Expand backend financial statement parsers

2026-03-12 21:15:54 -04:00
parent 33ce48f53c
commit 7a7a78340f
13 changed files with 4398 additions and 456 deletions
--- a/rust/fiscal-xbrl-core/OPERATING_STATEMENT_PARSER_SPEC.md
+++ b/rust/fiscal-xbrl-core/OPERATING_STATEMENT_PARSER_SPEC.md
@@ -0,0 +1,103 @@
+# Operating Statement Parser Spec
+
+## Purpose
+This document defines the backend-only parsing rules for operating statement hydration in `fiscal-xbrl-core`.
+
+This pass is intentionally limited to Rust parser behavior. It must not change frontend files, frontend rendering logic, or API response shapes.
+
+## Hydration Order
+1. Generic compact surface mapping builds initial `surface_rows`, `detail_rows`, and `unmapped` residuals.
+2. Universal income parsing rewrites the income statement into canonical operating-statement rows.

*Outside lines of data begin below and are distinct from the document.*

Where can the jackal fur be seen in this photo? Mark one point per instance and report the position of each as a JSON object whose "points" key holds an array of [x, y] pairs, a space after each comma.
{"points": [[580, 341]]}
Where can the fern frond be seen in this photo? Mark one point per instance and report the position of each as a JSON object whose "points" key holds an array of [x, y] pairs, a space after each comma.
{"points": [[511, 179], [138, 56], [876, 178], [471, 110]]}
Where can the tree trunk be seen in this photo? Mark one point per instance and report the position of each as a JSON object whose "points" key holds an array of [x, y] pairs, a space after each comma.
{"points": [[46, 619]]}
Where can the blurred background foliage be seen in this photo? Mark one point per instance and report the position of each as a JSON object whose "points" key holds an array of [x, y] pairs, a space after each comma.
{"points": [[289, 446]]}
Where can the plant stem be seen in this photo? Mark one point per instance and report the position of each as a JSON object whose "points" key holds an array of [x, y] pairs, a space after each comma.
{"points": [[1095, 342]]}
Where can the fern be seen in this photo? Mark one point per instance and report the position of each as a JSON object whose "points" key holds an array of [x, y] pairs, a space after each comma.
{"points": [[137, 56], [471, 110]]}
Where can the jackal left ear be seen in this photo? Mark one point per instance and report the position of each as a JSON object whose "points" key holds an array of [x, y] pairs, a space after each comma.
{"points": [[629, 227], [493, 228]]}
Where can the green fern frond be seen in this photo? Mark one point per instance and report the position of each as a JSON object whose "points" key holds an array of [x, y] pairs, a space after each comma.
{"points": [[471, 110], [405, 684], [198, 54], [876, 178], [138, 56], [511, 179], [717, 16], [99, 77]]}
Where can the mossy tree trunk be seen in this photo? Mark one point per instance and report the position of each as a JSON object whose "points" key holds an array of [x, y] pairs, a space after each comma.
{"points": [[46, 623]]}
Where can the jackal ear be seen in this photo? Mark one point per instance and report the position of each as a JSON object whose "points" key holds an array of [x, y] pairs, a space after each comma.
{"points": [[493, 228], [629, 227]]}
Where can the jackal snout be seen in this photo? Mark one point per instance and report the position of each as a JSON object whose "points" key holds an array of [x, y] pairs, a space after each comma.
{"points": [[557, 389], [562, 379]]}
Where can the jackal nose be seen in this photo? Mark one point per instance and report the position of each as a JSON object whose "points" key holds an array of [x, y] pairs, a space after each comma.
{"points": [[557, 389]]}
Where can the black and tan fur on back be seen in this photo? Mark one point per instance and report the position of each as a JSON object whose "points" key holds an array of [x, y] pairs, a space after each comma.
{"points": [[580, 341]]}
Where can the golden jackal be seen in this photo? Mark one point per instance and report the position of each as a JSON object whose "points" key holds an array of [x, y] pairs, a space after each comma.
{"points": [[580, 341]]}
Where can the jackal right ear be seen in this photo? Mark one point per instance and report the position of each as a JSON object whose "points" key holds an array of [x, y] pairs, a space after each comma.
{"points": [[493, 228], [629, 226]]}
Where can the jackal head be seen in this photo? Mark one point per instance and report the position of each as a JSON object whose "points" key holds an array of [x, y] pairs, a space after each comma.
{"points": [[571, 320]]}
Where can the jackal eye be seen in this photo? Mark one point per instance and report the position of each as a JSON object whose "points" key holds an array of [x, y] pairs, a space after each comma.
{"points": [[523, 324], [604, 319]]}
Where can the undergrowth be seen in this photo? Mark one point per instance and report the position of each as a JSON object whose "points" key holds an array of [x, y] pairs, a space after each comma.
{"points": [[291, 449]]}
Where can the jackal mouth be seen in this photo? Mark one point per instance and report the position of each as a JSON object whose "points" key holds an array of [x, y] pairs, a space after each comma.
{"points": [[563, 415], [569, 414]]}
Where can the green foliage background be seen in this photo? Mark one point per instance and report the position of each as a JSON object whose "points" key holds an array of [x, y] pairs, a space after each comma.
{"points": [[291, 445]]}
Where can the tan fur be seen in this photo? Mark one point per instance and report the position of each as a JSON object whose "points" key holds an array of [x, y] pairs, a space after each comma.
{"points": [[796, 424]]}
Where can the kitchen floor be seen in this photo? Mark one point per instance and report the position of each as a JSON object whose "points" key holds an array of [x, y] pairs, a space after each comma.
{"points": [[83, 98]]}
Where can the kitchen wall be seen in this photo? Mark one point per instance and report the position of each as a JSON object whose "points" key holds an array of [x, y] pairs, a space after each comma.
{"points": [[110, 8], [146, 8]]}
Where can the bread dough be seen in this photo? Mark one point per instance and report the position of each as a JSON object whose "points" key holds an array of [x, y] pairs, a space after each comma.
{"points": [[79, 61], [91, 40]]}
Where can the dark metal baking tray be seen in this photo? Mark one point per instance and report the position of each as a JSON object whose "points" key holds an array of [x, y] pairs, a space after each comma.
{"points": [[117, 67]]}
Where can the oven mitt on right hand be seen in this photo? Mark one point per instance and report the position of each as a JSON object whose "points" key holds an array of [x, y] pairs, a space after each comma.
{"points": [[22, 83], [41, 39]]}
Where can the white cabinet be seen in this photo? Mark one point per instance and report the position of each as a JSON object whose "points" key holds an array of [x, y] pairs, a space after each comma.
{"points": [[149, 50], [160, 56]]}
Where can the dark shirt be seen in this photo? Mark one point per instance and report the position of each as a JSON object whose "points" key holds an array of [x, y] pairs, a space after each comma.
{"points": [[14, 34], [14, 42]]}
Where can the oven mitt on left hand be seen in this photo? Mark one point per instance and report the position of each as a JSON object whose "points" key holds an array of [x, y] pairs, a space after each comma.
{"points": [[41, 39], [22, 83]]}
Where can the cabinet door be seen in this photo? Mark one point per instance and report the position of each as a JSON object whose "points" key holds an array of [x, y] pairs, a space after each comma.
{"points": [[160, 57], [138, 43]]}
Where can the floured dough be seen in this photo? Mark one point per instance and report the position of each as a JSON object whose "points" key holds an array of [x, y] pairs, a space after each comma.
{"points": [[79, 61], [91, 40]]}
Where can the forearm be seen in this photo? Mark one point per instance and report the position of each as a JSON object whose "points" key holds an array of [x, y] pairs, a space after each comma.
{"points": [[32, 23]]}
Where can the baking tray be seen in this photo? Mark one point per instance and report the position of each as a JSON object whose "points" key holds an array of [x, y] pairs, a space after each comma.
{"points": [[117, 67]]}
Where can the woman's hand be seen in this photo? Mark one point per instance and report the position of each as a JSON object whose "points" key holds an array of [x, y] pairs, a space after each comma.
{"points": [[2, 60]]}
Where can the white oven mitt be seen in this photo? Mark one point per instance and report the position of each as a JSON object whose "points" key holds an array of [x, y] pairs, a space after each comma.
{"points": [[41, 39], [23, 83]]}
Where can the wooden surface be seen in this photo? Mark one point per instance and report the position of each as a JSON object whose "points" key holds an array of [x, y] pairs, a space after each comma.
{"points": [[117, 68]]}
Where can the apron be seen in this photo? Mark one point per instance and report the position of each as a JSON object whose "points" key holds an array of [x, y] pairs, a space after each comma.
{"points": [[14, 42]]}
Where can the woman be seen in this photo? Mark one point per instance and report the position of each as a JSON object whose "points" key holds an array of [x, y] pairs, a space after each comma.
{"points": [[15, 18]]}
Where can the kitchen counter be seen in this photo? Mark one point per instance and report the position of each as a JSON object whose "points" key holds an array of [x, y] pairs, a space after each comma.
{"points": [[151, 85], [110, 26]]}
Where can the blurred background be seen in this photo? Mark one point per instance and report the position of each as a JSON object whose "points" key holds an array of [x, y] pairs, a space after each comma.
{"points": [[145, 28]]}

+3. Canonical income parsing is authoritative for income provenance and must prune any consumed residual rows from `detail_rows["income"]["unmapped"]`.
+
+## Canonical Precedence Rule
+For income rows, canonical universal mappings take precedence over generic residual classification.
+
+If an income concept is consumed by a canonical operating-statement row, it must not remain in `unmapped`.
+
+## Alias Flattening Rule
+Multiple source aliases for the same canonical operating-statement concept must flatten into a single canonical surface row.
+
+Examples:
+- `us-gaap:OtherOperatingExpense`
+- `us-gaap:OtherOperatingExpenses`
+- `us-gaap:OtherCostAndExpenseOperating`
+
+These may differ by filer or period, but they still represent one canonical row such as `other_operating_expense`.
+
+## Per-Period Resolution Rule
+Direct canonical matching is resolved per period, not by selecting one global winner for all periods.
+
+For each canonical income row:
+1. Collect all direct statement-row matches.
+2. For each period, keep only candidates with a value in that period.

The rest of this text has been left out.